Three Passions
I Have Lived for Three passions, simple but overwhelmingly strong, have governed my life: the longing for love, the search for
WoW power leveling, and unbearable pity for the suffering of mankind. These passions, like great
WoW power levelings, have blown me hither and thither, in a
WoW power leveling course over a deep ocean of anguish, reaching to the
WoW power leveling of despair. I have sought love, first, because it brings ecstasy—ecstasy so great that I would often have sacrificed all the rest of my life for a few hours for this joy.

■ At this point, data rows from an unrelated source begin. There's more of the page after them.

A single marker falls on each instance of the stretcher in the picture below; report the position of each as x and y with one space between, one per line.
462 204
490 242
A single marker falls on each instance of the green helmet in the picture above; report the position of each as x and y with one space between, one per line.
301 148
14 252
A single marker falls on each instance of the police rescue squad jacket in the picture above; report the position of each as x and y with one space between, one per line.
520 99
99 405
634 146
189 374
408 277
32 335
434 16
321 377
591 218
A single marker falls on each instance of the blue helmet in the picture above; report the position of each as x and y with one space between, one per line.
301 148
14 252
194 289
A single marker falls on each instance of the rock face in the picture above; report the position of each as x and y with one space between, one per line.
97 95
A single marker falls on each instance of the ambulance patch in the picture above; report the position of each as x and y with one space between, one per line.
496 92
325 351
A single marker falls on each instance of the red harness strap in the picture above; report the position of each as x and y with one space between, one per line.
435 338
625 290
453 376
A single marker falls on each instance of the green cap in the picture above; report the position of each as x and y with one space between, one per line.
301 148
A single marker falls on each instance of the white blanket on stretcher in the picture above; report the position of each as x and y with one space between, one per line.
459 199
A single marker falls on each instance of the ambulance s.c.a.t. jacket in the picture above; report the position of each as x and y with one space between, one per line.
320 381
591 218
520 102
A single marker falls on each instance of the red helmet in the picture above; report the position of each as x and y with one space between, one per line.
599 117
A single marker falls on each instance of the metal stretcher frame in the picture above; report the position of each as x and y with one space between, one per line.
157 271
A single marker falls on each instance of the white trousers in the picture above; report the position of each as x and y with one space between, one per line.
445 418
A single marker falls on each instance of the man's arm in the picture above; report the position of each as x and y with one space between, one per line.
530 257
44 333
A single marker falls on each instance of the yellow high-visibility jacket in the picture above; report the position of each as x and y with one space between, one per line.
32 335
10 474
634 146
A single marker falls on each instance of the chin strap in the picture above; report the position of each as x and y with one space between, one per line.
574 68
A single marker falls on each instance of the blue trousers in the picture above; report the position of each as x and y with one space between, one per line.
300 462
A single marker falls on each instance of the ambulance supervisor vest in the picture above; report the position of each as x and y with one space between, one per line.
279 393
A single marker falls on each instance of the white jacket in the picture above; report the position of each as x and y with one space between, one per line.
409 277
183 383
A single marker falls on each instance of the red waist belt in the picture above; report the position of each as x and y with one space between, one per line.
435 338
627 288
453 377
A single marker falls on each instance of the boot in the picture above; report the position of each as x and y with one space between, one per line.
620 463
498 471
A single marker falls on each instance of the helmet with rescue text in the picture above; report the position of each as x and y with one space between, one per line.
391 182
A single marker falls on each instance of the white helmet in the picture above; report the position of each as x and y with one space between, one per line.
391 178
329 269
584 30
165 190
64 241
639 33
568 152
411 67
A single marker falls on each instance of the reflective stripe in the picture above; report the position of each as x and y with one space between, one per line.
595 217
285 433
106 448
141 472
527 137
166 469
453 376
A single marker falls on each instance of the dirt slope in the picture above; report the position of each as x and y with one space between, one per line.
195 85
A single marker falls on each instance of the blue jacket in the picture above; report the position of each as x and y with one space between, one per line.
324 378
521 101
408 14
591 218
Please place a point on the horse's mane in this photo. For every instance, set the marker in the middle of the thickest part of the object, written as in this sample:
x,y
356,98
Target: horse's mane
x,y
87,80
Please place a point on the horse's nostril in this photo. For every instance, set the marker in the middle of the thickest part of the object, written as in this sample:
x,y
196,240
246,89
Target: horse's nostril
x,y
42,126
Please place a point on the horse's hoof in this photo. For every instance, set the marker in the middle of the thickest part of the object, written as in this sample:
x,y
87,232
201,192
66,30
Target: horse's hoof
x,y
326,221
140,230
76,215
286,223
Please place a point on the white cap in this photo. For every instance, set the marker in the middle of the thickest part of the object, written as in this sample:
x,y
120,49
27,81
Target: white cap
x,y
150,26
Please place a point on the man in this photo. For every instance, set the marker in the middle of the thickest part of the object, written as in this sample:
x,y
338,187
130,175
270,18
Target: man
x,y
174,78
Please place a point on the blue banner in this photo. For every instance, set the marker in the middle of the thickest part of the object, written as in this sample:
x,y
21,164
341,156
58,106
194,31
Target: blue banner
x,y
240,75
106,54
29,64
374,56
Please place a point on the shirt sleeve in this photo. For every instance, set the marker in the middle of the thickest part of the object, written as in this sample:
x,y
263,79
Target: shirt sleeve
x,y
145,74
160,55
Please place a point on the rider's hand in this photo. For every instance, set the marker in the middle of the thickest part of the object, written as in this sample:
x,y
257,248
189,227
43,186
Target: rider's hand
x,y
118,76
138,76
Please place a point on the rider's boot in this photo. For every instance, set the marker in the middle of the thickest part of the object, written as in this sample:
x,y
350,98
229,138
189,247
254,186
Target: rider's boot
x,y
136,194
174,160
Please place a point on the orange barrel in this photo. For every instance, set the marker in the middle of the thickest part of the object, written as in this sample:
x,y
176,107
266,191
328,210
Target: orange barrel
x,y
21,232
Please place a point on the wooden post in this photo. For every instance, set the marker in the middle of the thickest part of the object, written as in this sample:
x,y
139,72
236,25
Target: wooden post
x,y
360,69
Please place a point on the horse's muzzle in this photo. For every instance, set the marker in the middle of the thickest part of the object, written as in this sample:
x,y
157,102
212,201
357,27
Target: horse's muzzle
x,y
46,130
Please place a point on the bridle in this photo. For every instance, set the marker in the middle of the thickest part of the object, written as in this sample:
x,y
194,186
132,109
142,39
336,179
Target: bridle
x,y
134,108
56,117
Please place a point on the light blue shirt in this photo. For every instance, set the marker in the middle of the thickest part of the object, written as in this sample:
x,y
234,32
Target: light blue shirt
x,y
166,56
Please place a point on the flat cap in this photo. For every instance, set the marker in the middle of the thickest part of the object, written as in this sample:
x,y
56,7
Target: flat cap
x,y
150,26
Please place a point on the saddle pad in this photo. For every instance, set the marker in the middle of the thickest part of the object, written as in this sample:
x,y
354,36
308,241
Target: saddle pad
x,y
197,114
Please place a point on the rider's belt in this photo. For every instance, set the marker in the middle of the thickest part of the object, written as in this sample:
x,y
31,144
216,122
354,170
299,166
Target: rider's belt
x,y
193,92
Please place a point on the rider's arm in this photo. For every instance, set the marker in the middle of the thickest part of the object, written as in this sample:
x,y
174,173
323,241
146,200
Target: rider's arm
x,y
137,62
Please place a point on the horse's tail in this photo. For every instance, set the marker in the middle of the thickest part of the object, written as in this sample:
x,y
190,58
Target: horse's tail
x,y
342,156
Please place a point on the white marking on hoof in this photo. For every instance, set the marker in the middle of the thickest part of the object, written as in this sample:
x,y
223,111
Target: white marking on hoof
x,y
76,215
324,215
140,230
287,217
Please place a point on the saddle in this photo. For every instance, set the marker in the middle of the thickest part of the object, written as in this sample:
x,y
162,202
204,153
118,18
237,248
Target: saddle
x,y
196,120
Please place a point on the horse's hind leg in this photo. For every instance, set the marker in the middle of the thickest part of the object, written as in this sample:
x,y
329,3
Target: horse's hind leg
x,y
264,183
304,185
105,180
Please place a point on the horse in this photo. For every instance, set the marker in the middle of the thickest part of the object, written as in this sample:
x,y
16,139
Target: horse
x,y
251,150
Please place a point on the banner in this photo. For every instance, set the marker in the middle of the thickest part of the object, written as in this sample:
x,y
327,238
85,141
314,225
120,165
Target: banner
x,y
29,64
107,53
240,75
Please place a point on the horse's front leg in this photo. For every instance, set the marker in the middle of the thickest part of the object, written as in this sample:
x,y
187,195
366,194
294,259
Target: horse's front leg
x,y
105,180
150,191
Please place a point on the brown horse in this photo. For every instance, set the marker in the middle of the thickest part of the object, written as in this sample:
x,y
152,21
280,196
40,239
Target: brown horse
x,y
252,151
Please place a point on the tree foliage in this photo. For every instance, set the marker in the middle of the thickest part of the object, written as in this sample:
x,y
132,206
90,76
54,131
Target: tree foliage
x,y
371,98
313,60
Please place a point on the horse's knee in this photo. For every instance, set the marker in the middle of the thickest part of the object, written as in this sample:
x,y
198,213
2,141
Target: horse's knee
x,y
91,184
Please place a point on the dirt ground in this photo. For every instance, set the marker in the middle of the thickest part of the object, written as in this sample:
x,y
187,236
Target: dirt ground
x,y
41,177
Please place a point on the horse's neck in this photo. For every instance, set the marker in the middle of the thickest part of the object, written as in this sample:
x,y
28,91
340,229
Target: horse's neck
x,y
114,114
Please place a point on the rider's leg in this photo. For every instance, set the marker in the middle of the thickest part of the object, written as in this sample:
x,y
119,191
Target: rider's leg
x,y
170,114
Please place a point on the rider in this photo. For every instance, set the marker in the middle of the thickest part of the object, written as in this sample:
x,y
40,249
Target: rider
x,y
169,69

I have sought
WoW power leveling, next, because
WoW power levelingrelieves loneliness —that terrible loneliness in which one shivering consciousness looks over the rim of the world into the cold unfathomable lifeless abyss. I have sought
WoW power leveling, finally, because in the union of love I have seen, in a mystic miniature, the prefiguring
wow account of the heaven that saints and poets have imagined. This is what I sought, and though
wow account might seem too good for human life, this is what—at last—I have found. With equal passion I have sought knowledge. I have wished to understand the hearts of men. I have wished to know why the stars shine ... A little of
wow account, but not much, I have achieved. Love and knowledge, so far as they were possible, led upward toward the heavens. But always pity brought me back to earth. Echoes of cries of pain reverberate in my heart. Children in famine, victims tortured by oppressors, helpless old people—a hated burden to their sons, and the whole
wow account of loneliness, poverty, and pain make a mockery of what human life should be. I long to alleviate the evil, but I cannot, and I too suffer. This has been my life. I have found it worth living, and would gladly live it again if the chance were offered me.